PETITE FÊTE D’ENTREPRISE DE LA MORT Christophe Busch nous fait une visite guidée de l’arrière-pays d’Auschwitz, où les touristes ne viennent jamais : les complexes industriels du géant de la chimie IG Farben – au moins quatre fois la superficie d’Auschwitz – qui crachent de la fumée à ce jour, où des centaines de milliers de travailleurs forcés ont fabriqué des munitions et du caoutchouc jusqu’à mourir d’épuisement et de privation. Chaque fois que nous tentons de garer la voiture, l’agent de sécurité nous chasse des barrières fermées. Partout dans la région, on aperçoit des rangées et des rangées de box de garage en
béton. Il ne s’agit pas de souvenirs de l’époque communiste comme le prétend la génération actuelle de Polonais, mais d’hébergements d’urgence pour les travailleurs forcés du camp. Dans tout l’arrondissement, on tombe sur des bornes iconiques du camp, des vestiges de baraques, des garages militaires, des dépôts de pommes de terre, des ruines d’usines.
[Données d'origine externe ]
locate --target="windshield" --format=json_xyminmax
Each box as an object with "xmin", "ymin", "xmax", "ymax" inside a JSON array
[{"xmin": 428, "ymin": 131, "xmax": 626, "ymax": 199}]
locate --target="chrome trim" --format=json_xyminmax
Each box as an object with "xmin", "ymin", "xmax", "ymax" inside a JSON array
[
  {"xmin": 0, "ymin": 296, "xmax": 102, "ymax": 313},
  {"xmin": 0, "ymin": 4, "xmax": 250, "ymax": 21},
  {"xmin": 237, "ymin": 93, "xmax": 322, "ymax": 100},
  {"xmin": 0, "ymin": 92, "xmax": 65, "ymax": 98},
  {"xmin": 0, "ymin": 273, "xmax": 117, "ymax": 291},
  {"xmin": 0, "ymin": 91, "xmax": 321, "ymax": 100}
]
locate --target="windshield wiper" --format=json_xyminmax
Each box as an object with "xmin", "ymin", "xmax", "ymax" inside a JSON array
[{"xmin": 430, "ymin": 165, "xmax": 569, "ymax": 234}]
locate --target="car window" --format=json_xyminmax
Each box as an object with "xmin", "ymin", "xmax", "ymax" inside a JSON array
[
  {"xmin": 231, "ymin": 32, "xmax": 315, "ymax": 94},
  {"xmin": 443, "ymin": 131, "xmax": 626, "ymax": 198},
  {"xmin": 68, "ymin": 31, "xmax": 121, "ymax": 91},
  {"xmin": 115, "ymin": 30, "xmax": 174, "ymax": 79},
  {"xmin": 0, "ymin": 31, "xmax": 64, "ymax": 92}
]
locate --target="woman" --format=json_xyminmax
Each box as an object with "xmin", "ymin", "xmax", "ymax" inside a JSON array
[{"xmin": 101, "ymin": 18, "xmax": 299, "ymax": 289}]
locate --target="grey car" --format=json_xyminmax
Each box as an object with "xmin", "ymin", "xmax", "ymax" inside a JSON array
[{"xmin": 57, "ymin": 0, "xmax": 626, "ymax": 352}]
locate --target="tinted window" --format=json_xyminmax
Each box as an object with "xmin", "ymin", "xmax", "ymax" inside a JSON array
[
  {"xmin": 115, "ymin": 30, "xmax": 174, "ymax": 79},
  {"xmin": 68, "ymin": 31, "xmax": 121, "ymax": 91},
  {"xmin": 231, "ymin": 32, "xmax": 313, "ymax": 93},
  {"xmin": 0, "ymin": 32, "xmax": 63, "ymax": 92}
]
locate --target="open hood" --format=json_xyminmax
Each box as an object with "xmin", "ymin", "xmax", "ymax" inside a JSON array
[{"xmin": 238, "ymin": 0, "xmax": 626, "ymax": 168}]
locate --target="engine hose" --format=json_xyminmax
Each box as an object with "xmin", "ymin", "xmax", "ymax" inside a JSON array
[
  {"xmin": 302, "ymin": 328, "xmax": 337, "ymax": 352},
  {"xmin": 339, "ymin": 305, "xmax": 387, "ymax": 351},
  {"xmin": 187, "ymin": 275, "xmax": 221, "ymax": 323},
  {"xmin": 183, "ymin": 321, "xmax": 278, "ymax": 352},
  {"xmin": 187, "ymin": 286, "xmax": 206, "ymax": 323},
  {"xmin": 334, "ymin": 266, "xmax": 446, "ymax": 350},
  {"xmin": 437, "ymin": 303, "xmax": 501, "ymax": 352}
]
Busch: “Beaucoup de gens pensent qu’Auschwitz ne comporte que les deux camps conservés dans la zone délimitée de l’Unesco, et cela permet de continuer à prétendre qu’il s’agissait d’une enclave allemande dont la population locale ignorait tout ou presque. La réalité est qu’on ne pouvait pas ne pas le voir, parce que toute la région était parsemée de preuves de l’existence des camps et du travail forcé, et parce que les Juifs d’Oświęcim, la petite ville située juste à côté du camp dont plus de la moitié de la population était juive, ont disparu en peu de temps. Il est vrai que le camp était dirigé par des nazis et des collaborateurs, mais ils n’ont pas choisi cette région reculée sans raison : la population locale y était considérablement antisémite.” Par une porte arrière, on arrive à la Kommandatur, où résidaient Höss, sa famille et ses officiers. Derrière la maison coule la Sola, dans laquelle
les enfants pouvaient nager. Dans le jardin se dressait une espèce rare de cerisiers du Japon. L’odeur des fleurs masquait l’odeur du crématoire, situé à peine cent mètres plus loin, caché derrière un muret. Cassiers: “Ils vivaient littéralement sur leur lieu de travail et n’éprouvaient aucune honte.” Busch: “Auschwitz n’était pas la Sibérie pour les nazis envoyés ici : l’élite du IIIe Reich se retrouvait ici. Les villes allemandes étaient bombardées et sur le front de l’Est, il fallait se battre dans les tranchées. Mais ici, on était en sécurité et on disposait de tout le luxe possible. Plus loin, il y avait une grande salle, la SS-Küche, où ils organisaient des spectacles de théâtre, des projections de film, des conférences et des
concerts.” Cassiers: “Pour beaucoup, cela reste une énigme qu’après avoir passé une journée à gazer, certains bourreaux pouvaient paisiblement écouter du Bach ou du Wagner, mais je commence à comprendre. L’art faisait office de marque de supériorité. Le raisonnement tordu qu’ils ne pouvaient pas être des barbares s’ils appréciaient la grande musique. ” Busch: “Il y a dix ans, un album de photos a fait surface, avec des images de l’adjudant du commandant du camp, Karl-Friedrich Höcker. Cet album contient des photos invraisemblables, prises au barrage sur la rivière Sola, où on devine l’atmosphère d’une joyeuse petite fête d’entreprise : des gens qui dansent et rient, un accordéon,
tout le monde de bonne humeur, un véritable moment de team building. Entretemps, nous savons avec précision quand ces photos ont été prises: le 15 juillet 1944, six mois avant la libération du camp. Ce jour-là, les participants avaient reçu une distinction honorifique pour avoir gazé et incinéré 320 000 Juifs hongrois en à peine deux mois. Cela méritait d’être dignement célébré et démontrait qu’ils devenaient de plus en plus professionnels et efficaces. Alors qu’à ce moment, ils auraient déjà pu savoir que la guerre était perdue. Mais jusqu’à la toute fin, ils ont continué à construire et à étendre le camp : quelques semaines avant sa libération, lorsqu’on entendait déjà les canons russes, ils ont encore inauguré un hôpital.”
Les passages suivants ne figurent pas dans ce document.